Tokenizer returns empty string for the last line

shumbo commented 1 year ago

Hi 👋 I'm using pegen for parsing a Python-like language, encountered something unexpected, and wondering if anyone can take a look.

Problem

It seems that pegen.tokenizer.Tokenizer stores the empty string for the last line of the source if the source does not end with a NEWLINE.

import io
import tokenize

from pegen.tokenizer import Tokenizer

source = "line 1\nline 2\nline 3"

print(source)

tok_stream = tokenize.generate_tokens(io.StringIO(source).readline)
tokenizer = Tokenizer(tok_stream)

# load all tokens
while True:
    tok = tokenizer.getnext()
    print(tok)
    if tok.type == tokenize.ENDMARKER:
        break

print(tokenizer._lines)

print("last line: ", tokenizer.get_lines([3]))

I expect the last line to print ["line 3"] but it prints [''].

After some investigation, I found that the empty line is coming from NEWLINE tokens generated by Python's tokenize module.

If the source does not end with a NEWLINE, tokenize injects one. For example, tokenizing the above input would produce

TokenInfo(type=1 (NAME), string='line', start=(1, 0), end=(1, 4), line='line 1\n')
TokenInfo(type=2 (NUMBER), string='1', start=(1, 5), end=(1, 6), line='line 1\n')
TokenInfo(type=4 (NEWLINE), string='\n', start=(1, 6), end=(1, 7), line='line 1\n')
TokenInfo(type=1 (NAME), string='line', start=(2, 0), end=(2, 4), line='line 2\n')
TokenInfo(type=2 (NUMBER), string='2', start=(2, 5), end=(2, 6), line='line 2\n')
TokenInfo(type=4 (NEWLINE), string='\n', start=(2, 6), end=(2, 7), line='line 2\n')
TokenInfo(type=1 (NAME), string='line', start=(3, 0), end=(3, 4), line='line 3')
TokenInfo(type=2 (NUMBER), string='3', start=(3, 5), end=(3, 6), line='line 3')
TokenInfo(type=4 (NEWLINE), string='', start=(3, 6), end=(3, 7), line='') 👈
TokenInfo(type=0 (ENDMARKER), string='', start=(4, 0), end=(4, 0), line='')

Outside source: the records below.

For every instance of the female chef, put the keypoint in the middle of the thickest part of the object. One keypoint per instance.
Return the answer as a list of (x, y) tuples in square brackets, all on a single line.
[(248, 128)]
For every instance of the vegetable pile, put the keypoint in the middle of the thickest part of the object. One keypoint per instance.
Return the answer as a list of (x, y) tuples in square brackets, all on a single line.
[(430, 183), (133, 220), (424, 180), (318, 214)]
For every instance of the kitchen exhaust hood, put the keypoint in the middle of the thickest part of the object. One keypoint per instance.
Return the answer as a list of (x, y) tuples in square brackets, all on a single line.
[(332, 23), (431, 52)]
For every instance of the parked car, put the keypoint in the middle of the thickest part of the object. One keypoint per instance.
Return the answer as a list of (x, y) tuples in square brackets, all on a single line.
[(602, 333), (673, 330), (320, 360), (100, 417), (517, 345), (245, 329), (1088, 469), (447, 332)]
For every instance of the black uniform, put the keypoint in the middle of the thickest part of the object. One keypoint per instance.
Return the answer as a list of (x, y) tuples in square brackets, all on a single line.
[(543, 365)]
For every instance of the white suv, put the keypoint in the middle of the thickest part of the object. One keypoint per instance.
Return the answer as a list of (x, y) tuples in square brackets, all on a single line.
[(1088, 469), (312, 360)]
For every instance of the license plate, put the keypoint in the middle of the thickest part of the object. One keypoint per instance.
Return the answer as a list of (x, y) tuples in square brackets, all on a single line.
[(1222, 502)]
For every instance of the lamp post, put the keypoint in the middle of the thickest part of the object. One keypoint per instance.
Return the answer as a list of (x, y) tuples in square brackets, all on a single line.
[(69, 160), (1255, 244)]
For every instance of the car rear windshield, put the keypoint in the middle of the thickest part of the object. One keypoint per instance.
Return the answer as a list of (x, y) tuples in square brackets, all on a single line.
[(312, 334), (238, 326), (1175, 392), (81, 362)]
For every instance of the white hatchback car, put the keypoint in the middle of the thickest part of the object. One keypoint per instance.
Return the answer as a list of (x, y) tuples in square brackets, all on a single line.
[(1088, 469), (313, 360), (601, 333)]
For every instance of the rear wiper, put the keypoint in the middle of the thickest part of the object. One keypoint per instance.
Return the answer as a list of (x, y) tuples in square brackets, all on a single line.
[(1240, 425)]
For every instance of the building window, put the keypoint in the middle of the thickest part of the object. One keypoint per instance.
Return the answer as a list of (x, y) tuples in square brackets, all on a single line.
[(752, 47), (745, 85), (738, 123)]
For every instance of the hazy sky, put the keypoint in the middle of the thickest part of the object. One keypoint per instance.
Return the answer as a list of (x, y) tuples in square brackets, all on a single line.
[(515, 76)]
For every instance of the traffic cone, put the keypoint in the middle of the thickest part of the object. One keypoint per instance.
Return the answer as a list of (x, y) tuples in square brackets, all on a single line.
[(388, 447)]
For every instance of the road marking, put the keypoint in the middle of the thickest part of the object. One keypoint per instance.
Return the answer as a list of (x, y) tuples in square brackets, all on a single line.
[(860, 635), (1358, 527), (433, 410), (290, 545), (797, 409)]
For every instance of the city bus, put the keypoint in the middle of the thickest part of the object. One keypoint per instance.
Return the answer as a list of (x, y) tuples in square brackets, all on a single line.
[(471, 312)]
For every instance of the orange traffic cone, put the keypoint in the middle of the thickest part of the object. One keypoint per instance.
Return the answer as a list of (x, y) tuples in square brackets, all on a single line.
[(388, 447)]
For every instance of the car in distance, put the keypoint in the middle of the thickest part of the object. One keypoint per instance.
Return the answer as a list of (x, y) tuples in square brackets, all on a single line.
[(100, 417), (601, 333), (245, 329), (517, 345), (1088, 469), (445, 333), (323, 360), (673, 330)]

The second-to-last token does not exist in the original source but was added by the tokenizer. The problem is that this injected token does not have line (which on its own is reasonable).

https://github.com/we-like-parsers/pegen/blob/fab0c5b012836fcba07c1c1c828874745c8a4bfd/src/pegen/tokenizer.py#L59

Pegen's tokenizer uses this to cache the text on that line. So after execution, tokenizer._lines is set to {1: 'line 1\n', 2: 'line 2\n', 3: '', 4: ''}.

Possible Fixes

If this is an unintentional behavior, a possible fix I can think of is to update _lines only if the same line has not been set.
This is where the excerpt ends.